Węgla  brakuje i dlatego o cenie 996 zł nikt już nie pamięta, w tym Polska Grupa Górnicza SA, która w bardzo dyplomatycznym komunikacie przedstawiła nowe warunki zakupu węgla.

Wychodząc naprzeciw wyjątkowemu zapotrzebowaniu rynku na węgiel, Polska Grupa Górnicza podjęła decyzję o zwiększeniu wydobycia w przyszłym roku. W tym celu musi ponieść dodatkowe nakłady inwestycyjne, co skutkuje m.in. korektą cen opału o ok. 20 proc. w sklepie internetowym PGG S.A. od 8 września 2022 r.

W praktyce oznacza to, że w jednym z najbardziej popularnych sklepów internetowych należącym do PGG, cena węgla pakowanego w workach wzrośnie z 1460 zł do 1700 zł za tonę. Nieco mniej wzrośnie cena węgla sprzedawanego luzem, bo do 1500 zł za tonę, przed podwyżką trzeba było zapłacić 1250 zł. W tym miejscu przypomnieć należy, że to nie jest pierwsza podwyżka, ponieważ ta miała miejsce 16 sierpnia 2022 roku i wówczas chętni zamiast obiecanego 1000 zł za tonę musieli zapłacić 1200 zł. Pomimo dwóch podwyżek nie zniknął główny problem związany z zakupem węgla. Oferta PGG nadal w dużym stopniu pozostaje wirtualna, to znaczy, że węgiel można zamówić na stronie internetowej i nawet dodać do koszyka, ale na dostawę trzeba czekać w „społecznej kolejce węglowej”.

Polska Grupa Górnicza w dalszej części komunikatu dość szczegółowo wyjaśnia, dlaczego niemożliwe jest utrzymanie deklarowanej ceny węgla i co należy wykonać, aby zwiększyć dostępność. Przede wszystkim chodzi o rozbudowę kopalni, dokładnie ma powstać 13 kilometrów nowych wyrobisk, a pięć czynnych ścian będzie wyposażonych w dodatkowe uzbrojenia. PGG oszacowała koszt tej inwestycji i wykazała dlaczego jest to zawrotna kwota:

Wzrost koniecznych nakładów wynika również z ponoszenia przez PGG S.A. coraz wyższych kosztów operacyjnych zakupu energii, stali, materiałów oraz usług niezbędnych do bieżącej produkcji. Od początku 2022 r. na rynku skokowo podrożała m.in. stal niezbędna w kopalniach do zbrojenia wyrobisk (spółka zapłaci za nią aż o 78 proc. więcej niż przed rokiem). Znacznie droższa jest także energia elektryczna i paliwa a także usługi dla zakładów górniczych. Według prognoz techniczno-ekonomicznych w PGG S.A. wydatki będą w tym roku aż o 2,4 mld zł większe.

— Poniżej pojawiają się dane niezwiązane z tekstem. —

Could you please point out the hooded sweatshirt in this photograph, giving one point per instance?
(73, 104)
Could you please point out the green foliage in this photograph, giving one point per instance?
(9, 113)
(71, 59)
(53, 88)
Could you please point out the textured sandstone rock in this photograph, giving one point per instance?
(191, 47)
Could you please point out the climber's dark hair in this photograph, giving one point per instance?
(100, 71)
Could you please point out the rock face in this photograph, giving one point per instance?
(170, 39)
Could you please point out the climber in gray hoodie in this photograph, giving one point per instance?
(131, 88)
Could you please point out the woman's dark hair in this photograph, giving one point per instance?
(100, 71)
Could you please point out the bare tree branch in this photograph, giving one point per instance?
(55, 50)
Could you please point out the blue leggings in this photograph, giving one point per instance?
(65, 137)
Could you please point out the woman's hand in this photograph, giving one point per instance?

Politycy cały czas powtarzają, nam obywatelom, że należy zaufać ekspertom i nauce, powstaje zatem uzasadnione pytanie. Czym się kierowali i komu zaufali panowie: Jarosław Kaczyński i Mateusz Morawiecki, gdy obiecywali Polakom węgiel po 996 zł, który w rzeczywistości kosztuje prawie dwa razy tyle i szybciej znajdziemy go na wierzbie, niż w składach węglowych?

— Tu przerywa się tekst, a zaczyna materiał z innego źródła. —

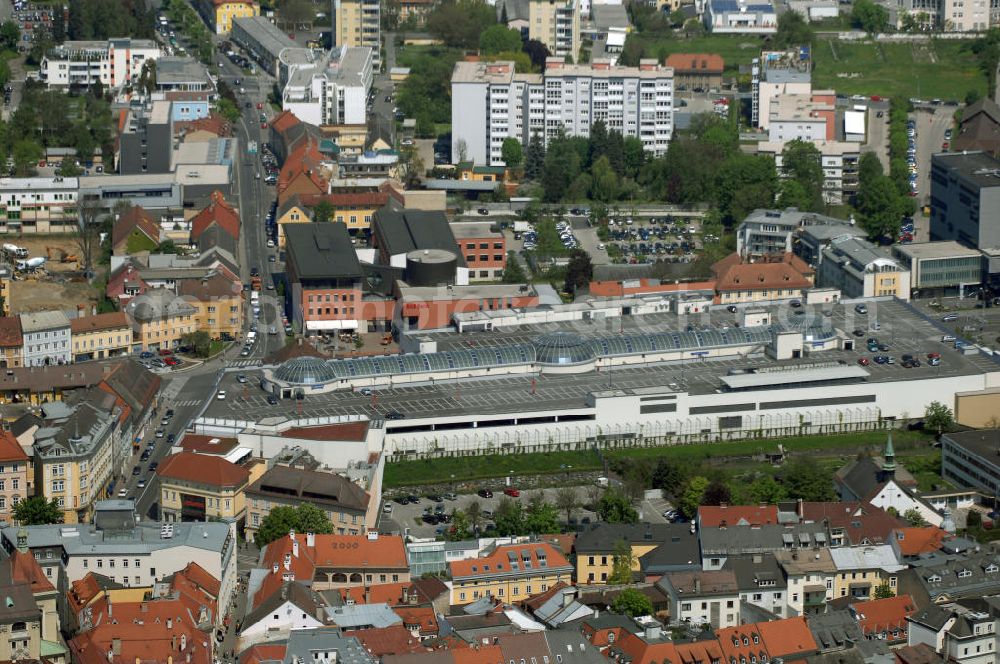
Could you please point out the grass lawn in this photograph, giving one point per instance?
(942, 69)
(908, 444)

Nie wierzymy nikomu, nie wierzymy w nic! Patrzymy na fakty i wyciągamy wnioski!

1 KOMENTARZ

  1. > Oferta PGG nadal w dużym stopniu pozostaje wirtualna,
    > to znaczy, że węgiel można zamówić na stronie internetowej
    > i nawet dodać do koszyka, ale na dostawę trzeba czekać
    > w „społecznej kolejce węglowej”.

    Oferta jest wirtualna, ale nie z powyższych powodów, tylko dlatego, że tego węgla nie da się zamówić i dodać do koszyka. Obciążenie sklepu PGG jest takie, że w okolicach 16ej (czyli w momencie kiedy teoretycznie towar wstawiany jest na sklep – niby z bieżącego wydobycia) już nic nie działa. A jak da się odświeżyć stronę w okolicach 17ej, to już wszędzie “brak towaru”.

    Ta zima będzie zabójcza dla płuc ludzi w miastach. W piecach wylądują wszystkie śmieci jakie da się spalić.